Daily Archives: November 8th, 2012

‘Bi-Partisanship’ just another word for nothing left to lose…

Before the ink is even dry on the election newsprint that declared a major victory for Democrats this week, Thomas Friedman, the New York Times liberal poster boy is claiming that now—right now!—is the exact moment the country needs to embrace (wait for it) ‘bi-partisanship’! With the exception of a few annoying facts—like a Democratic sweep of nearly every close toss-up state—the column could be the same he’s used for the last 5 years. It’s rather like the Republicans ‘ideas’ surrounding tax cuts. If the economy is booming cut taxes, it will boom more! If it’s ailing, that’s okay, cut taxes, that will stimulate the economy! It doesn’t really matter what the illness is, the cure is always the same. I had a friend in college who claimed smoking weed held the same magical properties. He eventually dropped out. Thomas Friedman should follow his lead.

Compromise, in particular unilateral compromise (which seems to be a Democratic specialty) with the current crop of far right Republicans is a preposterously bad idea for at least two reasons.

1—Although it might sound pretty (and all the beltway folks clamor for it like heroin) it’s bad politics. Any compromise with folks to the right of Attila the Hun will not be favored by a majority of Americans. How do I know this? We just gave the Democrats another 4 years and expressly denied Republicans that option based on this question. Winning a national mandate doesn’t mean we want to compromise with a bad idea from Republicans we just rejected; that means we want good ideas from Democrats implemented. That’s what election are about. And as some Republican famously said, ‘elections have consequences’.

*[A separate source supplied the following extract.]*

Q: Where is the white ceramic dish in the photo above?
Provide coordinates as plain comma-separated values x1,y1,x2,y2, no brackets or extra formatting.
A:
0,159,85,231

2—It enables bad behavior. The Republicans are right now in the position of an addict or alcoholic that has finally hit bottom. Ever since Rove famously taunted the ‘reality based’ community, Republicans weaned on the ephemera of Fox News have preserved a kind of alternate universe of facts and ideas. Just as an addict or alcoholic will skid through life until something breaks– the car, the kid, their head—Republican’s alternate universe was shattered on November 6th. There’s probably no better sign of the cognitive dissonance in play than Karl Rove, the Republican’s rain maker, arguing with a Fox News pundit over the reality of losing Ohio. He just didn’t get it. He might never get it, but I suspect quite a few of his colleagues (and donors) have. So Republicans can either kick the habit or go back to their delusional ways. ‘Bi-partisanship’ at this point enables them to continue with the illusion that their ‘ideas’ are actually workable solutions. They are not. Neither politically nor practically. The core Republican idea—maybe the only real domestic idea they have had in the last 12 years–tax cuts for the wealthy– has created a disaster for our budget, a windfall for billionaires, and havoc for the middle and lower classes. Compromising on tax cuts for the wealthy is like being an enabler. As Nancy Reagan so calmly cautioned us years ago, ‘Just say No’.

Finally, even if a ‘compromise’ of some degree is necessary to avoid the artificially created ‘fiscal cliff’, you don’t start negotiating by conceding the need for ‘bi-partisanship’…You start with a firm assertion of what the majority of Americans want: Increase taxes on the wealthy (popular with Mitt Romney voters as well exit polls have shown), preserve cuts for those making less, get out of Afghanistan, safe guard Social Security, create and fund an alternate energy infrastructure that will grow jobs in the US and lessen the impact of man-made climate change, etc. If Republicans have ideas that will make these plans possible, by all means listen to them. But Obama needs to be firm in the referendum that has been delivered by this country. It was quite clear going into the voting booth that there was a fundamental choice between two ideas of governance. Obama and the Democrats represented the idea of the commonwealth, that our government was to be used to further the public good. The Republicans represented a call for limited government and further privatization. They lost—and, more importantly — their core idea of a diminished government in the public sphere lost. Americans want a government that helps them in times of need and emergencies, that protects them in old age, that provides healthcare and retirement benefits. Now, it’s time the party we elected acts like it.